February 09, 2024 — Tatsumoto Ren

How do you deal with flashcards where the 1T word is in katakana or hiragana? When I see a word in kanji and have to recall the reading, I feel like I'm proving to myself I actually know the word as opposed to just reading it and recalling what the card means. Should I kanjify it?

In general, if you encounter a word that can have kanji while reading Japanese, it is advisable to kanjify it when making a card.

When you force yourself to recall the word's reading by looking at the kanji, it makes the reviewing process more challenging and leaves a greater impact on the brain. This approach increases the likelihood that you're going to remember the word for a much longer period of time.

Even if a word is usually written in kana, if it can technically be written in kanji, it is important to be prepared to read it in kanji as well because there may come a time when you encounter it written in kanji.

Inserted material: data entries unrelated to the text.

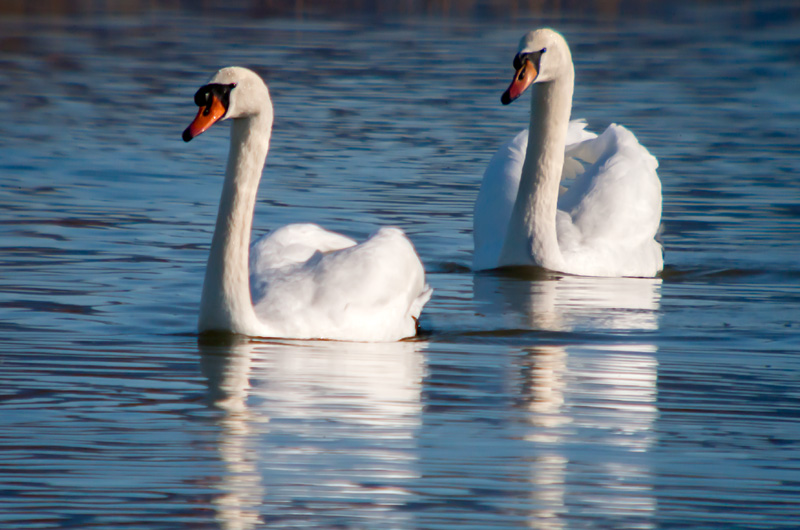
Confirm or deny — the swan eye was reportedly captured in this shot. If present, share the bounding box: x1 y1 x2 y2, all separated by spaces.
194 83 236 116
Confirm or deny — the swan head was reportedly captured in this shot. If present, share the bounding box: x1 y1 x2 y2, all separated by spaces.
183 66 272 142
500 28 572 105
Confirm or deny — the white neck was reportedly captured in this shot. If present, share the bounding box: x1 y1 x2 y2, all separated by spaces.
500 68 575 270
198 114 272 335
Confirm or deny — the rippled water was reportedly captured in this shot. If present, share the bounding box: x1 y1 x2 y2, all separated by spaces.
0 2 800 529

If you can read a word in kanji, you can automatically read it in kana as well. However, if you can only read it in kana, you cannot read it in kanji. Therefore, if you can read it in kanji, you are prepared for everything.

Whenever a word has kanji, it is beneficial to kanjify it when making a flashcard. It improves your understanding of the word in every way. However, certain words, especially katakana words, do not have corresponding kanji characters. In fact, the majority of katakana words are never spelled in kanji. The only exceptions are words imported during the Meiji period, when attempts were made to write loan words in kanji. Nevertheless, most of the time, kanji are not assigned to katakana words. Katakana words tend to be very easy because usually they are derived from English or other European languages. And if you know a European language, it's highly likely you already know them. So learning them shouldn't be a problem, even without using the SRS.

Apart from words with kanji and loanwords there's a third group. If a word lacks kanji characters and does not originate from a European language, such as わんさか or ひもじい, you might not learn that word to the same extent as words with kanji. However, in my experience, it has never proven to be problematic. The purpose of the SRS is not to master these words but to create mental dictionary entries so that you can recognize them more easily during immersion and improve your overall comprehension. It is primarily through immersion that you acquire and master vocabulary.

Therefore, for words without kanji, you can create standard SWCs and TSCs. Kanjify the words if there's kanji but if not then don't worry about it. You will still make progress and succeed in your language journey.